Non-marketing efforts, like word-of-mouth and similar organic sources, are the naturally occurring fish food floating about in the ocean. But the real impetus is given by the cultivation performed by the non-paid-search channels.
Unlimited Growth
PPC’s strength is in its transparency and efficiency. But PPC in terms of growing a business is reliant on two vital factors in how much it can really grow revenue:
- Is your site well-designed enough to drive visitors to convert at a good enough rate that you afford to pay for traffic?
- Is your profit margin robust enough that a significant chunk of it can be used to attract traffic to the site?
You wouldn’t spend a fortune on a Formula 1 car and not inflate the tires, so spending on PPC with a flawed site or business model makes no more sense than that.
The consequences of have razor thin margins are very little ability to cope with any rise in CPCs due to competition or other influence, and very little scope to bid enough and so get you enough traffic to be worth it.

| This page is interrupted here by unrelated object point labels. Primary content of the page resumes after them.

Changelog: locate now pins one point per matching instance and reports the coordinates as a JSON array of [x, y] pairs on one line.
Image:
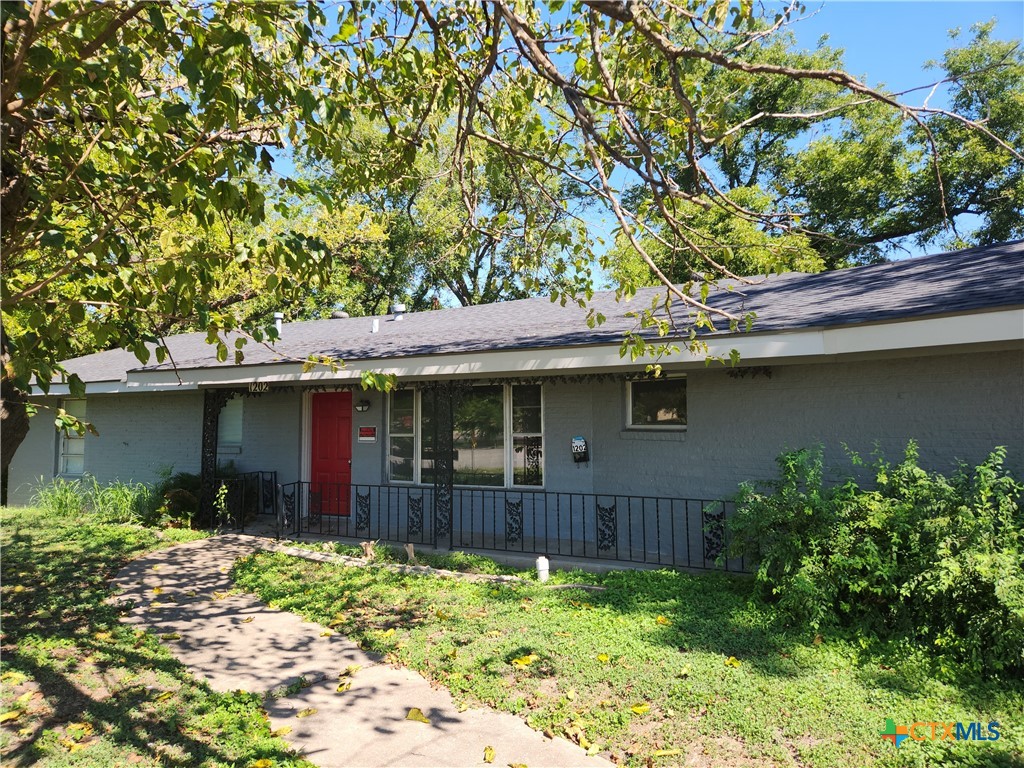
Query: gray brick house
[[513, 415]]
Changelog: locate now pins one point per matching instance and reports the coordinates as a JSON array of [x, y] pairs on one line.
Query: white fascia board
[[116, 387], [1005, 325], [804, 344]]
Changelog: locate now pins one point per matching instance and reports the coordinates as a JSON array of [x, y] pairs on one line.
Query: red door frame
[[331, 453]]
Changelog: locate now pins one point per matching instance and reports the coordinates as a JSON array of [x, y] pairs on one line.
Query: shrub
[[177, 497], [921, 554], [122, 502]]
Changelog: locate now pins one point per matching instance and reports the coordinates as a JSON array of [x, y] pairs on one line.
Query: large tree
[[114, 113]]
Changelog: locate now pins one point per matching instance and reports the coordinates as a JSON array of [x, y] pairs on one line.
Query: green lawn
[[79, 688], [659, 662]]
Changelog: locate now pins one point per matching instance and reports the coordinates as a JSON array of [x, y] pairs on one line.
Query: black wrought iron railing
[[653, 530]]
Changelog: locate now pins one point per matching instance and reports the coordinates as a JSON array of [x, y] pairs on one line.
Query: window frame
[[66, 435], [508, 442], [414, 433], [231, 448], [655, 427]]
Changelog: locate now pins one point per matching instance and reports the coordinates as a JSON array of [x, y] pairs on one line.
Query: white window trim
[[65, 436], [630, 426], [417, 441], [507, 445], [232, 448], [510, 469]]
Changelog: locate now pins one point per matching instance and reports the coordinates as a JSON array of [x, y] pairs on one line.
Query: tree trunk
[[13, 419]]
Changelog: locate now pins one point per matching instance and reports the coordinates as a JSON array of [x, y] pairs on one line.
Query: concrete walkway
[[238, 642]]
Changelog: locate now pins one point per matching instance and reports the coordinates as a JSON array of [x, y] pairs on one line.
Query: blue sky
[[889, 42]]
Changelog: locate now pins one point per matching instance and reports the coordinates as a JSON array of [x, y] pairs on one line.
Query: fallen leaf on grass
[[79, 731], [72, 745], [525, 660], [416, 714]]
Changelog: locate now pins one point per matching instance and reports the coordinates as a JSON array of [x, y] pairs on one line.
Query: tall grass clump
[[116, 502], [59, 497], [123, 502], [936, 558]]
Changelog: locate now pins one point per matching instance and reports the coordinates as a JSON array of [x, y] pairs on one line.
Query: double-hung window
[[229, 427], [72, 461], [657, 403], [497, 437]]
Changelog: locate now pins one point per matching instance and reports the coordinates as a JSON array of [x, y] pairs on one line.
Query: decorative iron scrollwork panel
[[513, 521], [607, 527], [361, 511], [416, 515], [714, 532], [288, 503]]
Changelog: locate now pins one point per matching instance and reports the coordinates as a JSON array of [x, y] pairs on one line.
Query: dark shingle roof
[[972, 280]]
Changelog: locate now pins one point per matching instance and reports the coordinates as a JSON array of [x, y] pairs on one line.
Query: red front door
[[331, 454]]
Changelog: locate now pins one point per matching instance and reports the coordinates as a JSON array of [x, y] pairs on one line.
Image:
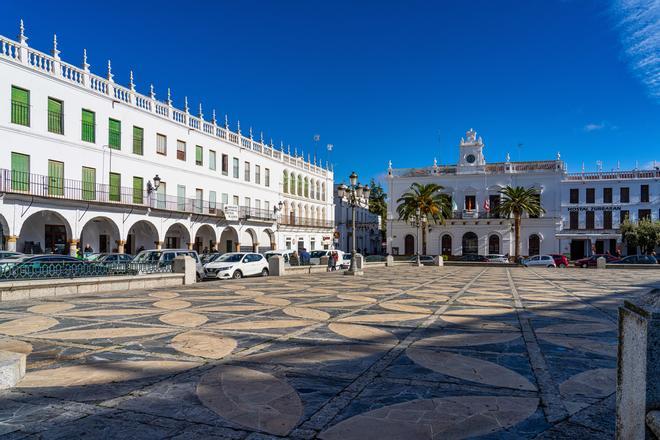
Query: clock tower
[[471, 159]]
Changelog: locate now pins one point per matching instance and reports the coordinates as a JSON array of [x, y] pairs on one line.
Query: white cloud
[[639, 24], [594, 127]]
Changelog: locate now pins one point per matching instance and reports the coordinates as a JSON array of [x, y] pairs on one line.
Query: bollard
[[276, 266], [638, 366], [187, 266]]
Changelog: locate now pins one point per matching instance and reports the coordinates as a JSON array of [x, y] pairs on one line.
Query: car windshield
[[230, 258], [148, 256]]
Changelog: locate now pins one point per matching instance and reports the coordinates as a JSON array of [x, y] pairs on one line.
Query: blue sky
[[388, 80]]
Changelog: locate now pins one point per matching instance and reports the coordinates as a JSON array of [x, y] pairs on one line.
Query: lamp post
[[354, 193]]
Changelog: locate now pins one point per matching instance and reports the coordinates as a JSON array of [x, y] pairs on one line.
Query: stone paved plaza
[[401, 353]]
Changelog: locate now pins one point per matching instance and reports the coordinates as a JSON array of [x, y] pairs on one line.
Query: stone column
[[73, 247], [11, 242], [638, 366]]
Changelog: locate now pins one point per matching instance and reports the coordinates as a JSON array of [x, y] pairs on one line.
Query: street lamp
[[354, 193]]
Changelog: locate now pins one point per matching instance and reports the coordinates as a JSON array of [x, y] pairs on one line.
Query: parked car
[[592, 261], [237, 265], [637, 259], [497, 258], [315, 256], [474, 258], [560, 260], [286, 254], [153, 260], [539, 260]]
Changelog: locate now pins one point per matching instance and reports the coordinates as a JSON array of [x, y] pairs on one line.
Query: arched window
[[409, 245], [446, 244], [470, 243], [292, 184], [534, 245], [494, 244]]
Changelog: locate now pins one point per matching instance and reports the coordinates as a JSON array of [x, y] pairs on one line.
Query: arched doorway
[[204, 239], [228, 240], [409, 244], [445, 244], [101, 234], [534, 245], [177, 237], [470, 244], [143, 235], [494, 244], [44, 232]]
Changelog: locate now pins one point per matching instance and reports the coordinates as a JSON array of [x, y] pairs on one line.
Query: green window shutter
[[138, 189], [138, 140], [55, 116], [20, 172], [55, 178], [115, 187], [89, 183], [88, 126], [20, 106], [114, 134]]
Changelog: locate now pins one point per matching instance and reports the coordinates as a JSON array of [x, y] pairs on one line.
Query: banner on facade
[[231, 212]]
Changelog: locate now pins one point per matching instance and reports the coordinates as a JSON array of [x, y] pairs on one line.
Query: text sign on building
[[231, 212]]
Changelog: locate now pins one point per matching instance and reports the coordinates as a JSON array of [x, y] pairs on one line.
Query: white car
[[540, 260], [315, 256], [237, 265]]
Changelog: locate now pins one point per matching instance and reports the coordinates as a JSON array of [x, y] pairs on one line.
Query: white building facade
[[80, 157], [368, 233], [583, 211]]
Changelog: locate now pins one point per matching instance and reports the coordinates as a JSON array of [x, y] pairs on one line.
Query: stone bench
[[12, 368]]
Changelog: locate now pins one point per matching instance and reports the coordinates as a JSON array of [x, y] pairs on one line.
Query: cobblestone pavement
[[402, 353]]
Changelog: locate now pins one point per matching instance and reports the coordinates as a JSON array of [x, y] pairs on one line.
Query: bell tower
[[471, 157]]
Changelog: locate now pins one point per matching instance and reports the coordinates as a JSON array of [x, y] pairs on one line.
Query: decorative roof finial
[[21, 35], [56, 53], [85, 63], [110, 75]]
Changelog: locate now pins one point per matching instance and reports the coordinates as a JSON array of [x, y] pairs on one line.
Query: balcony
[[306, 221], [14, 182]]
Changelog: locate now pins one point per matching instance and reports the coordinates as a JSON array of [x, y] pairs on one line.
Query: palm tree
[[432, 204], [517, 201]]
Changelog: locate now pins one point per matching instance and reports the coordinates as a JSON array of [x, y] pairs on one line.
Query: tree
[[432, 204], [378, 203], [517, 201], [645, 234]]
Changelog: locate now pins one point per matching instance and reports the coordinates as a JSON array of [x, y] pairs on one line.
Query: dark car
[[560, 260], [592, 261], [51, 266], [474, 258], [638, 259]]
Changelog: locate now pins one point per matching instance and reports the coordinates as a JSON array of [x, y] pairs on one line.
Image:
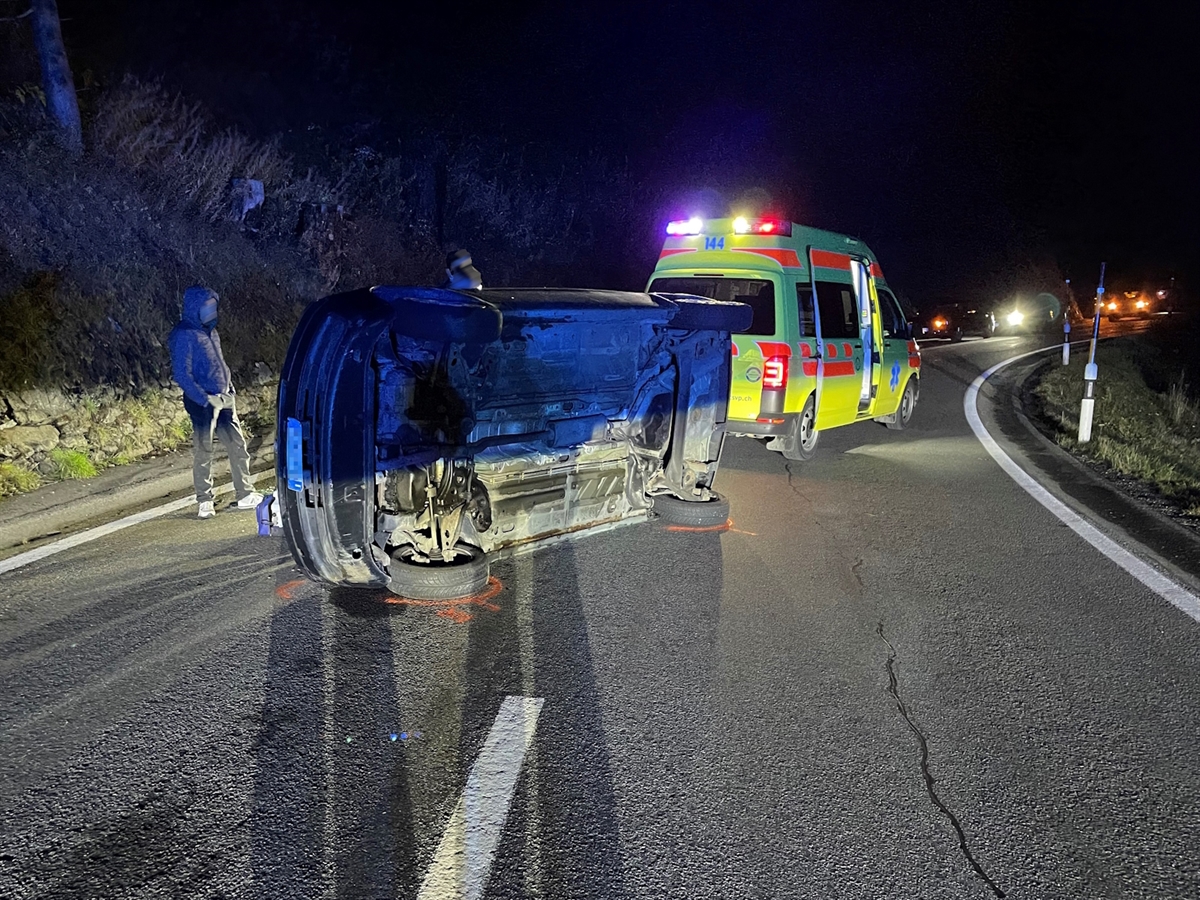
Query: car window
[[894, 324], [839, 313], [757, 293], [804, 304]]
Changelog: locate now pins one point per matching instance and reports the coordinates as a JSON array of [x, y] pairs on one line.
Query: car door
[[840, 357], [894, 357]]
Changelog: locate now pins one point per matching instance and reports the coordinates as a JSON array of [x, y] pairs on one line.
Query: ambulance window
[[889, 311], [804, 301], [756, 293], [839, 313]]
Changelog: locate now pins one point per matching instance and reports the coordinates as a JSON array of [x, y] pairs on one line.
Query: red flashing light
[[774, 373], [772, 226]]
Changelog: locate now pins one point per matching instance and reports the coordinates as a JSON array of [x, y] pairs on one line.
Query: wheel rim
[[406, 557], [808, 433], [906, 403]]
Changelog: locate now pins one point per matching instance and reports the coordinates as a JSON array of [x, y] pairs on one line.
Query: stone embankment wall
[[51, 435]]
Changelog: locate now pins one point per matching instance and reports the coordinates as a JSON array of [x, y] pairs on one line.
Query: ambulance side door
[[840, 347], [895, 354]]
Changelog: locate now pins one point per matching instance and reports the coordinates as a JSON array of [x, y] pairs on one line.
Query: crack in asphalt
[[894, 690]]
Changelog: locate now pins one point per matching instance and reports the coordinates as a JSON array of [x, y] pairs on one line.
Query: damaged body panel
[[424, 429]]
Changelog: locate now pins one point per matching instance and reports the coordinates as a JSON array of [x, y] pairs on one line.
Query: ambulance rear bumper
[[771, 427]]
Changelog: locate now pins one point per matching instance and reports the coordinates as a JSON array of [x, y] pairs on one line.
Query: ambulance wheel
[[438, 581], [693, 514], [904, 414], [802, 439]]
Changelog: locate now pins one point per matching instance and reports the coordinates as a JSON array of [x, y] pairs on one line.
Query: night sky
[[964, 142]]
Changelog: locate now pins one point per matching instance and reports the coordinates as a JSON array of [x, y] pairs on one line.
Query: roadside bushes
[[172, 143], [1143, 429]]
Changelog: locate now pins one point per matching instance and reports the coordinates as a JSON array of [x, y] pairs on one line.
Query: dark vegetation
[[1147, 414], [96, 250]]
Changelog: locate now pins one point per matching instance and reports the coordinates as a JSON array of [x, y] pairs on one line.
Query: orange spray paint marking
[[701, 529], [454, 609]]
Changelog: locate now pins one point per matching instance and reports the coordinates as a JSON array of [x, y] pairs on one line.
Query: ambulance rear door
[[760, 361]]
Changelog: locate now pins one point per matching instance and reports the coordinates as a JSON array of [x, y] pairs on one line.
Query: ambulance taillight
[[774, 373]]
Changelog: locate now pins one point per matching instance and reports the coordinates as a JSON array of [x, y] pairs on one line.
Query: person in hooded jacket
[[201, 370]]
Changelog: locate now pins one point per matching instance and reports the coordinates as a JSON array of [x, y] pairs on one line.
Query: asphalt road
[[897, 676]]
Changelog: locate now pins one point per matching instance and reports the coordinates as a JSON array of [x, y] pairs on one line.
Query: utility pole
[[1089, 405]]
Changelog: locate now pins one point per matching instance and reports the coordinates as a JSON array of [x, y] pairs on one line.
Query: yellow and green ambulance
[[828, 343]]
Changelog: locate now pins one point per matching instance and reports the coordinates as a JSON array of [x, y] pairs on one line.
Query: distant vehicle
[[828, 343], [1037, 315], [958, 321], [424, 429], [1137, 304]]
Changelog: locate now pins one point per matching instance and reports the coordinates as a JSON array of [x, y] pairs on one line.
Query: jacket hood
[[193, 299]]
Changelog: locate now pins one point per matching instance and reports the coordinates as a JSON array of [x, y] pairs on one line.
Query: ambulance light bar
[[687, 226], [762, 226]]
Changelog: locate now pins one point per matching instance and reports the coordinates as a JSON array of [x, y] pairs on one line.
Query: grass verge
[[1147, 421]]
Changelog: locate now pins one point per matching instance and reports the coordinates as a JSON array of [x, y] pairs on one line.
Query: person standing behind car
[[461, 274], [199, 369]]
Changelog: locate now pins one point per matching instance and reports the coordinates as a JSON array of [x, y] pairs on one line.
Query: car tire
[[693, 514], [904, 413], [801, 443], [439, 581]]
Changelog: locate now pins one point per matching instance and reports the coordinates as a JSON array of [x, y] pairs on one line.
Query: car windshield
[[757, 293]]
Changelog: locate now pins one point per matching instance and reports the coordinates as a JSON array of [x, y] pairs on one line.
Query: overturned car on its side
[[421, 430]]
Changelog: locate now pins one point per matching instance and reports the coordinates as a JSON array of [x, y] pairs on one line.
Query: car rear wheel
[[438, 581], [907, 403], [693, 514]]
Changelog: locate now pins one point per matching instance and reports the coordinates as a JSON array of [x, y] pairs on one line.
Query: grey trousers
[[207, 424]]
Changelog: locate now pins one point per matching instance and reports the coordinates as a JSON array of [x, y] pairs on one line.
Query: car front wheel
[[435, 580]]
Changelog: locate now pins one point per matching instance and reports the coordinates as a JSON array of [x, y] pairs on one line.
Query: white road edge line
[[1167, 588], [75, 540], [462, 862]]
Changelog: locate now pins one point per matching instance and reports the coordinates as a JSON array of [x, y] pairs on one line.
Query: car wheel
[[438, 581], [801, 443], [907, 403], [693, 514]]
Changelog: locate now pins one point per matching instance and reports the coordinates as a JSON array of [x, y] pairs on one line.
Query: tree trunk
[[60, 96]]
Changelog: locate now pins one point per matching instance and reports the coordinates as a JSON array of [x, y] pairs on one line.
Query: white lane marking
[[1167, 588], [75, 540], [463, 858]]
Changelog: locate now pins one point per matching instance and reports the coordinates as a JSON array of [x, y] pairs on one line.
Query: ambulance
[[828, 343]]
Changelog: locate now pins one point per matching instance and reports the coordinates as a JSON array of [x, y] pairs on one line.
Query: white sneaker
[[250, 501]]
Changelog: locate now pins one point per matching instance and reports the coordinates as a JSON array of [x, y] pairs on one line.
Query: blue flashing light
[[295, 455]]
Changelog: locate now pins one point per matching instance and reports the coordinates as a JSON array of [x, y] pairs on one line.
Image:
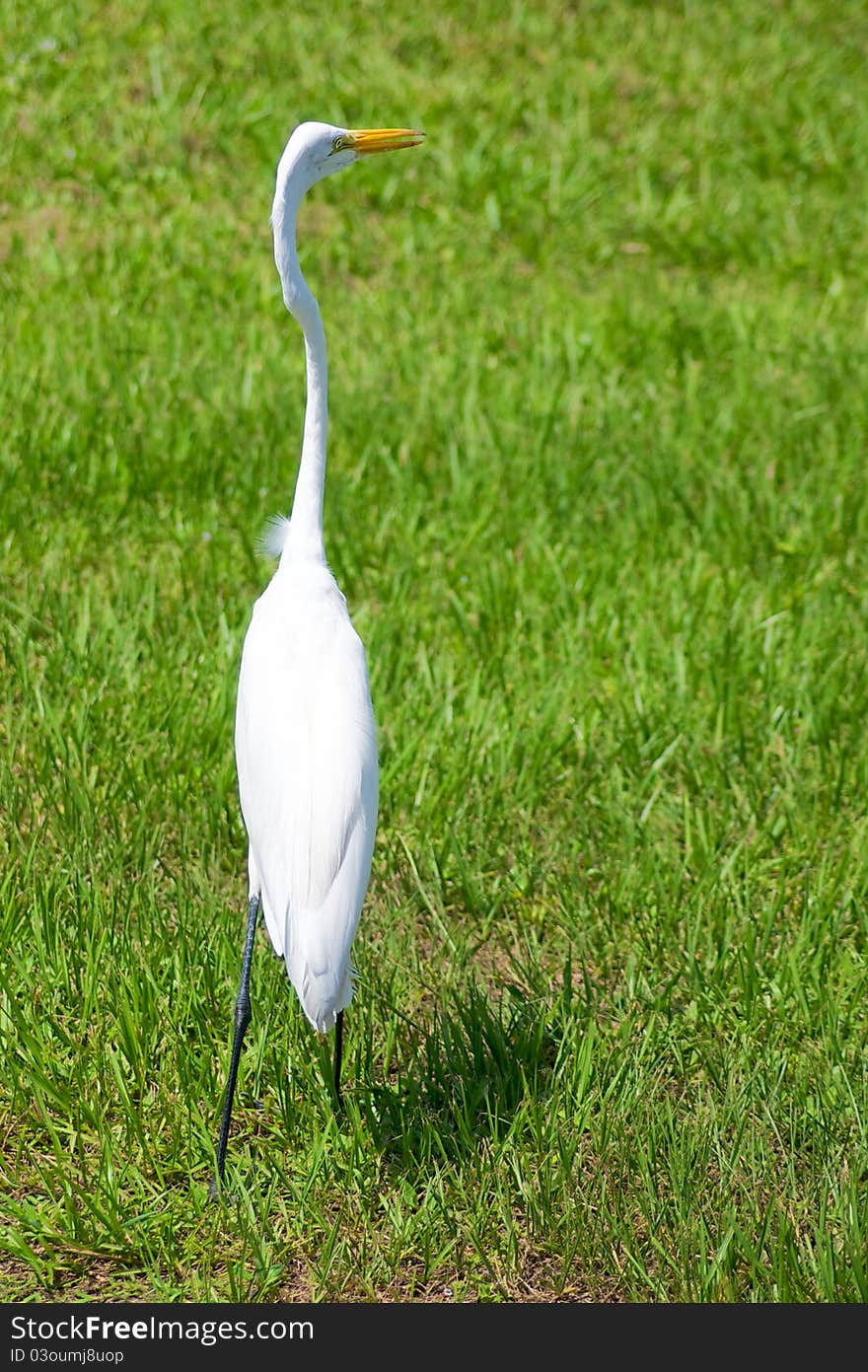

If your site has a problem turning visitors into clients/customers, then any form of traffic buying is only going to bleed you dry.
The flip side is that if these criteria are strong, you’re going to make a lot of money through well-run PPC!
Furthermore, if you are a well-established online business and brand, SEM alone cannot get you a huge swathe of new customers because you’re already in position to profitably capture the existing demand (assuming a well-run campaign). This takes us back to the fishing metaphor.
Paid Search Going Solo
To address the supposition that Paid Search might be the only tool you need, you can see from the fishing concept that Paid Search really needs active marketing elsewhere to reach its full potential.
There’s certainly demand out there, and it will be captured by PPC, but you will face a natural limit unless you supplement this channel with many other marketing and advertising initiatives.
Even in these days of in-market audiences in search and Remarketing Lists for Search Ads (RLSA), ultimately, if there’s no demand, there’s no search your Paid Search ads will be triggered by.
Prove It
Don’t just take our word for it, cross-channel attribution tools like Wizaly and Adobe Marketing Cloud can prove to you that Paid Search is only a fragment (but an important one) of your total marketing mix that is responsible for your online sales.